When I had a discussion with couple of my friends about index fragmentation, I realized that they have different understanding about index fragmentation. In this post I will try my level best to explain different types of fragmentation.Understanding the concept of index fragmentation is important  for detecting and removing fragmentation efficiently.

What is Fragmentation

Fragmentation can be defined as any condition that cause more than optimal amount of disk I/O to be performed in accessing a table or cause the longer  disk I/O. Optimal performance of SELECT queries occurs when the data pages of tables are contiguous  as possible and pages are fully packed as possible.Fragmentation breaks this rule and reduce the performance of the queries. Fragmentation can happen in two level . One is file system level fragmentation which is called as Logical/Physical Disk Fragmentation and Index level fragmentation.

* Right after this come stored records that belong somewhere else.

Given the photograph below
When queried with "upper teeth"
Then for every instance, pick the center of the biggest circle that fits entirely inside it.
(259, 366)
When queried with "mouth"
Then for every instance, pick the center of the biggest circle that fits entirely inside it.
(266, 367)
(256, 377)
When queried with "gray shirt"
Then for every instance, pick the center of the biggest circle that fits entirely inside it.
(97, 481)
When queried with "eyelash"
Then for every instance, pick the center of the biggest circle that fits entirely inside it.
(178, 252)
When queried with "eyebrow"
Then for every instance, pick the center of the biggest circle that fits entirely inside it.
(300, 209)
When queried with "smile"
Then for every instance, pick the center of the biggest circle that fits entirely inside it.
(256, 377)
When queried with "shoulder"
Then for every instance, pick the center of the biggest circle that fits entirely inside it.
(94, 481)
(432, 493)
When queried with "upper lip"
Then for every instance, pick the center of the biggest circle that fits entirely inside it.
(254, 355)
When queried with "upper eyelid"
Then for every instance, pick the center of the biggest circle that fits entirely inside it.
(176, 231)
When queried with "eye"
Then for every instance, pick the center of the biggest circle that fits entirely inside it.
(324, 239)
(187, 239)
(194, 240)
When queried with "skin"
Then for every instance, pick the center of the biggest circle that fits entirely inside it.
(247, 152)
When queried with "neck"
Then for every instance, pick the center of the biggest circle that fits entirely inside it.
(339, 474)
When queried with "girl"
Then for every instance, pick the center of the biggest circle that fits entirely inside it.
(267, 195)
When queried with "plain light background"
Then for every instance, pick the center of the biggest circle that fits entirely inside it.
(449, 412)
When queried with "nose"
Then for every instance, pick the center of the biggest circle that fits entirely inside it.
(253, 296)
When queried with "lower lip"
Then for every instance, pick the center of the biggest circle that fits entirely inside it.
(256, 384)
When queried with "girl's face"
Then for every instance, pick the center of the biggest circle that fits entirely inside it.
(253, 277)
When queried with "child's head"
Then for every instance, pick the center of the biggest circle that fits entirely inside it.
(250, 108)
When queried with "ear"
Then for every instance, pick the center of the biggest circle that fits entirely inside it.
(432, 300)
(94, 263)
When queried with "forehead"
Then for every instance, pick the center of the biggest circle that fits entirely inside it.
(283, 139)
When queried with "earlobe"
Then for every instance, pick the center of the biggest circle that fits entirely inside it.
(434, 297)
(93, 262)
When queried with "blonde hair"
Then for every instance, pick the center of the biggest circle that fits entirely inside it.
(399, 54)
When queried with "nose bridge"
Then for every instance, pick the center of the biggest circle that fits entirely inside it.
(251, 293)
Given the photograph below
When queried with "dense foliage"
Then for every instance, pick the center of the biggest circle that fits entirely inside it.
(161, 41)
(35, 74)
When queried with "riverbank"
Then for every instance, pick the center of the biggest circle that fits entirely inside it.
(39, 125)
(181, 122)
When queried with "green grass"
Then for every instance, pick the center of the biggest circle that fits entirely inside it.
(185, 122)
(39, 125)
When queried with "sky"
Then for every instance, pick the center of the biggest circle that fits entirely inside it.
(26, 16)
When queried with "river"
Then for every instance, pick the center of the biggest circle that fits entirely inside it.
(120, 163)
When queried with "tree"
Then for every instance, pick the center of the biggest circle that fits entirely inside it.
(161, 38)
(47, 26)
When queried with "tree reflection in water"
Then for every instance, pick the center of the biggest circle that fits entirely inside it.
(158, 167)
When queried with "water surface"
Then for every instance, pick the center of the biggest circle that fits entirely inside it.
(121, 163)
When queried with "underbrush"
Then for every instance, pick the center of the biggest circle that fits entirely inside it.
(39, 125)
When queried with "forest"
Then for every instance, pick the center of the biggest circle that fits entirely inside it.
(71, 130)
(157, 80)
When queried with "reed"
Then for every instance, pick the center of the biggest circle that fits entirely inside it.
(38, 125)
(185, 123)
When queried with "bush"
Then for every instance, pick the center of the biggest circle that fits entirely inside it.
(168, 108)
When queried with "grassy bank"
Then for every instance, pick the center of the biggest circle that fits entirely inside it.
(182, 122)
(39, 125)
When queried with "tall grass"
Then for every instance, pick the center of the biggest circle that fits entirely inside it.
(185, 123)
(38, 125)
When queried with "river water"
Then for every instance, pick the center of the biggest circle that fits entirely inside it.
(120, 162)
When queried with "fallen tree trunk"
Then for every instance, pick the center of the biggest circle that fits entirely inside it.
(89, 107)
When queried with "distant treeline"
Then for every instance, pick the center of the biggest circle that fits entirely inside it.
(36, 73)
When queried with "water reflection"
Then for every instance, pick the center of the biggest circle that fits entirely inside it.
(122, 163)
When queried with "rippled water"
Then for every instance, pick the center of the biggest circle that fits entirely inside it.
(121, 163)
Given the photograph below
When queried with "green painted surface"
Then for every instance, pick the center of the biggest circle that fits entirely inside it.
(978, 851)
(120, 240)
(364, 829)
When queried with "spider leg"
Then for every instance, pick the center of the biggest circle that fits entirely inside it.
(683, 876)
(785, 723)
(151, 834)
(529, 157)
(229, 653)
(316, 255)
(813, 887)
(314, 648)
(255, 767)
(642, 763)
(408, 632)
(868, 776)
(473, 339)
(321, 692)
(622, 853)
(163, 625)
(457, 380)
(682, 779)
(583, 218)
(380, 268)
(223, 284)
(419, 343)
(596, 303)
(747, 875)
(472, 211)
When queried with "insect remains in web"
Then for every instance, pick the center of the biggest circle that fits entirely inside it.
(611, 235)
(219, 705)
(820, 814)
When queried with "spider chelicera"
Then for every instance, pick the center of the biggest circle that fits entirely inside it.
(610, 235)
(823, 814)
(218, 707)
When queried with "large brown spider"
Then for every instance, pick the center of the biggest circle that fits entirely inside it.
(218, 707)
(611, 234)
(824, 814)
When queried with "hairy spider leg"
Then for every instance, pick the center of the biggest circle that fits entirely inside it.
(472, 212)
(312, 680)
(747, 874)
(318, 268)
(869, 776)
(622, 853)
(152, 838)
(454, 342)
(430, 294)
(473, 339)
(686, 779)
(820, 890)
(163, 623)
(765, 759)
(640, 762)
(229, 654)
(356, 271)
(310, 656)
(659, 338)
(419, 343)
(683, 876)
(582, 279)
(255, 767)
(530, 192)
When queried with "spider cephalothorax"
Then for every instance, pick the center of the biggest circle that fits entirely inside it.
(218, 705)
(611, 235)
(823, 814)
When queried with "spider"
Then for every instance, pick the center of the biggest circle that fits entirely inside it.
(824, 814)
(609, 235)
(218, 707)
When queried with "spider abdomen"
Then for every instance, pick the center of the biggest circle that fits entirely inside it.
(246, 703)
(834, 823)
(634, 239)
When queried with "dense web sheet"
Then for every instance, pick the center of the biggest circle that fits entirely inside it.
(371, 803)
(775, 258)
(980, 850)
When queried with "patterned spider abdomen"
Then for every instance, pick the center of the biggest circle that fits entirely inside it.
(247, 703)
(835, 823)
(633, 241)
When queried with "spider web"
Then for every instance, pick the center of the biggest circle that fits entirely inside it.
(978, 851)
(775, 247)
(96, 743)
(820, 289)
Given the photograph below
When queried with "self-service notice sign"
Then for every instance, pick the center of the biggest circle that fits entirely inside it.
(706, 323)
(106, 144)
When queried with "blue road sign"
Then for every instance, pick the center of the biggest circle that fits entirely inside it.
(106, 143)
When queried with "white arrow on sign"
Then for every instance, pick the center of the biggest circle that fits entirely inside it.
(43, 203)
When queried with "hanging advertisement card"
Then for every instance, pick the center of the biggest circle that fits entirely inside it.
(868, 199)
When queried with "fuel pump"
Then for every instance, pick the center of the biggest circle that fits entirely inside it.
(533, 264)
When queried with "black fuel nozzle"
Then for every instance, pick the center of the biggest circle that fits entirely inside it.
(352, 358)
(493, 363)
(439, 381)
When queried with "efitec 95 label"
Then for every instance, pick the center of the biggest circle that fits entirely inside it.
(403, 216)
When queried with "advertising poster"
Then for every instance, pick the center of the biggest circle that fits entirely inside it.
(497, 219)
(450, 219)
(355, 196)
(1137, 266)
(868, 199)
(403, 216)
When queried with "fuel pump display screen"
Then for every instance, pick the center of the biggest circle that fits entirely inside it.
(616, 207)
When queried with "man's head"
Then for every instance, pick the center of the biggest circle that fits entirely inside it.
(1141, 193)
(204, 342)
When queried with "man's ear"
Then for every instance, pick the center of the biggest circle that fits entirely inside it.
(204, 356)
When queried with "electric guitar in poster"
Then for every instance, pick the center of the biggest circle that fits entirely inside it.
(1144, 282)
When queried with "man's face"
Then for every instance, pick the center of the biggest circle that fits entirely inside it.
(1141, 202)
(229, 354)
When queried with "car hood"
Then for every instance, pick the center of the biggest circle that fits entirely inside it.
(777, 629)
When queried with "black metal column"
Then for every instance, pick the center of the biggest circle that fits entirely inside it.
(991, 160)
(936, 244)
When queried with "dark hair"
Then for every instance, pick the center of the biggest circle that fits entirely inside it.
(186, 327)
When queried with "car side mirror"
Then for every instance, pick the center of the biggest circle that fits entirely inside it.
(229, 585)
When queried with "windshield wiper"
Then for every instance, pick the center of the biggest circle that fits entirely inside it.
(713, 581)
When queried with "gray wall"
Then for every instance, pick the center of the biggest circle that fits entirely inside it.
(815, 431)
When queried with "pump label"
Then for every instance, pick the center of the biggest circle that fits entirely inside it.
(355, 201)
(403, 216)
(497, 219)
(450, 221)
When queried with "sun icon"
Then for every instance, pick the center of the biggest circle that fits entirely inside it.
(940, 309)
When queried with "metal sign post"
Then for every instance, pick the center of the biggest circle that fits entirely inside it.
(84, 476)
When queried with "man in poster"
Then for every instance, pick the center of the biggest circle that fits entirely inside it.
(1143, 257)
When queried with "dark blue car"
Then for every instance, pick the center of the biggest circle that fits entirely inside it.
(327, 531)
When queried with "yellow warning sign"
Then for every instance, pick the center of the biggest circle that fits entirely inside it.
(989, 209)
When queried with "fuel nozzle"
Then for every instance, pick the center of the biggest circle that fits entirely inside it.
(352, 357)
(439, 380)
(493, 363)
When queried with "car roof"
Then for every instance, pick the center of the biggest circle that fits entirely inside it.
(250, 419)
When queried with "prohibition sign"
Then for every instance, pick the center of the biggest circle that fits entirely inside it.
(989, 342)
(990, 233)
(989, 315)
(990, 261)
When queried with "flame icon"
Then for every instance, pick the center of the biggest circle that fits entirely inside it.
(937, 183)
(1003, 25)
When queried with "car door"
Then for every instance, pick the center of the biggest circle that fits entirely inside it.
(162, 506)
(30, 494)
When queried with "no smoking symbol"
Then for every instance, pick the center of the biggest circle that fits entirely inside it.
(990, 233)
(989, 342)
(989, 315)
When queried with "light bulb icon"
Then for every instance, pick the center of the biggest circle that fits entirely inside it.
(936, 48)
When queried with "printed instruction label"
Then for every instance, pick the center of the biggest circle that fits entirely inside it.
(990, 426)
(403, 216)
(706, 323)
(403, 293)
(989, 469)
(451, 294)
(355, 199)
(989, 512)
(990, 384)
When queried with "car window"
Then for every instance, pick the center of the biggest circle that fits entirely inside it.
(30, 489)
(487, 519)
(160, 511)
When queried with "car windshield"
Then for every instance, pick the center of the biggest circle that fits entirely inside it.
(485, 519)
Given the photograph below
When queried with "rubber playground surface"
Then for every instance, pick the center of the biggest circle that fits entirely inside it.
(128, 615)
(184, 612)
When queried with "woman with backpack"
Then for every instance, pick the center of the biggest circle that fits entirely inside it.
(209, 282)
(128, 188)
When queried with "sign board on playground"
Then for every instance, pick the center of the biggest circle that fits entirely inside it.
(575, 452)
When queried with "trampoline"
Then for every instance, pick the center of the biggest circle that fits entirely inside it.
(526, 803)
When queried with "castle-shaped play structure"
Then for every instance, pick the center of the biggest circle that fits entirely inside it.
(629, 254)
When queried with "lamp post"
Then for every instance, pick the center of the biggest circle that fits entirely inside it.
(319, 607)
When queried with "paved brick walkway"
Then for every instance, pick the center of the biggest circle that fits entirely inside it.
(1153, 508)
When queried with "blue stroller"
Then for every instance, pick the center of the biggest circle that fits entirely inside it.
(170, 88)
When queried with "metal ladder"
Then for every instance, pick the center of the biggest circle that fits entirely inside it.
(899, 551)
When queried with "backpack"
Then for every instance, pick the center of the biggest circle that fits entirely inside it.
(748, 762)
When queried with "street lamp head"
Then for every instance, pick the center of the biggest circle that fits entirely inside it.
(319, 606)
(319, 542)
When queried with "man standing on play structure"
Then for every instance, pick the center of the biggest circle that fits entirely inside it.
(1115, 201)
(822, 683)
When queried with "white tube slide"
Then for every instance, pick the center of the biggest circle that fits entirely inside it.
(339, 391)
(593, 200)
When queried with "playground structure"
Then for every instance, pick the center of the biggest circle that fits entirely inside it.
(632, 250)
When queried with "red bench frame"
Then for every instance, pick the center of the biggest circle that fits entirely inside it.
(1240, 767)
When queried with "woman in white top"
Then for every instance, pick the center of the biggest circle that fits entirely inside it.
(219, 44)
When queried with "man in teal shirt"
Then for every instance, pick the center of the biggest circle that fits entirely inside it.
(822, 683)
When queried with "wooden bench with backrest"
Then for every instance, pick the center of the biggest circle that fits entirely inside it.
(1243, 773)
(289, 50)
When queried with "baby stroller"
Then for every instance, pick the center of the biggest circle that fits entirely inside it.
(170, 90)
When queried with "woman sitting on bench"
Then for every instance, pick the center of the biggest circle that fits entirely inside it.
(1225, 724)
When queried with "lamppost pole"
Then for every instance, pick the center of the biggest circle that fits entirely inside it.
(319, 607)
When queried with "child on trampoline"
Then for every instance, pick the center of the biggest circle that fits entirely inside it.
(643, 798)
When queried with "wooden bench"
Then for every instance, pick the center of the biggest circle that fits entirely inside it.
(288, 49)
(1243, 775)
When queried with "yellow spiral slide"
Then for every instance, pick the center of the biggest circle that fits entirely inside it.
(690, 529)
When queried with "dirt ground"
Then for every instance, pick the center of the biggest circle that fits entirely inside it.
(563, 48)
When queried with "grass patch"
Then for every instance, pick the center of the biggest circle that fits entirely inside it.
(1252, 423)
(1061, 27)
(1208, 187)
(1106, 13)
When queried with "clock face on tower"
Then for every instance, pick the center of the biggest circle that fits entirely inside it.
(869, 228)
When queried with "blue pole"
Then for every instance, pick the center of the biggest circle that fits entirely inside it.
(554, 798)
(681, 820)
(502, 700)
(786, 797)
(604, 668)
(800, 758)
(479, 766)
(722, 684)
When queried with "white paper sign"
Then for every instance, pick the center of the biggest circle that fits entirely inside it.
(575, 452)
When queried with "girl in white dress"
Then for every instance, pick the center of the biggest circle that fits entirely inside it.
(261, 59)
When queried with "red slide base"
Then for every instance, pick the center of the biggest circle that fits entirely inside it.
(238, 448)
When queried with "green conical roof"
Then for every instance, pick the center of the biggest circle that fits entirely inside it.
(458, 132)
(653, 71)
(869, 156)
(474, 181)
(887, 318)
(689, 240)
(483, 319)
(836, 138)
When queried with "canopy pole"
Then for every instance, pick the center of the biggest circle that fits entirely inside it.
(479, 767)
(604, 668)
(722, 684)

Each of them are described in the below sections.

Logical/Physical  Disk Fragmentation

Logical fragmentation is the fragmentation of database file in the file system itself like any other files.This occurs when the file system is not able allocate contiguous space for database file.As a result, disk head has to move back and forth to read from the database files. SQL server is completely unaware about this kind of fragmentation and it is not possible to measure the logical disk fragmentation using any script. Logical disk fragmentation can happen due to various reason like
  • Placing  database file in the same disk where other files( like OS files and other application files)are kept.
  • Frequent growth of the database file in smaller chunks.
To remove logical fragmentation we can use the windows fragmentation tool but note that we need to stop the SQL server while running the defragmentation tools.Otherwise the defragmentation tool will skip database file as it is used by the SQL server. 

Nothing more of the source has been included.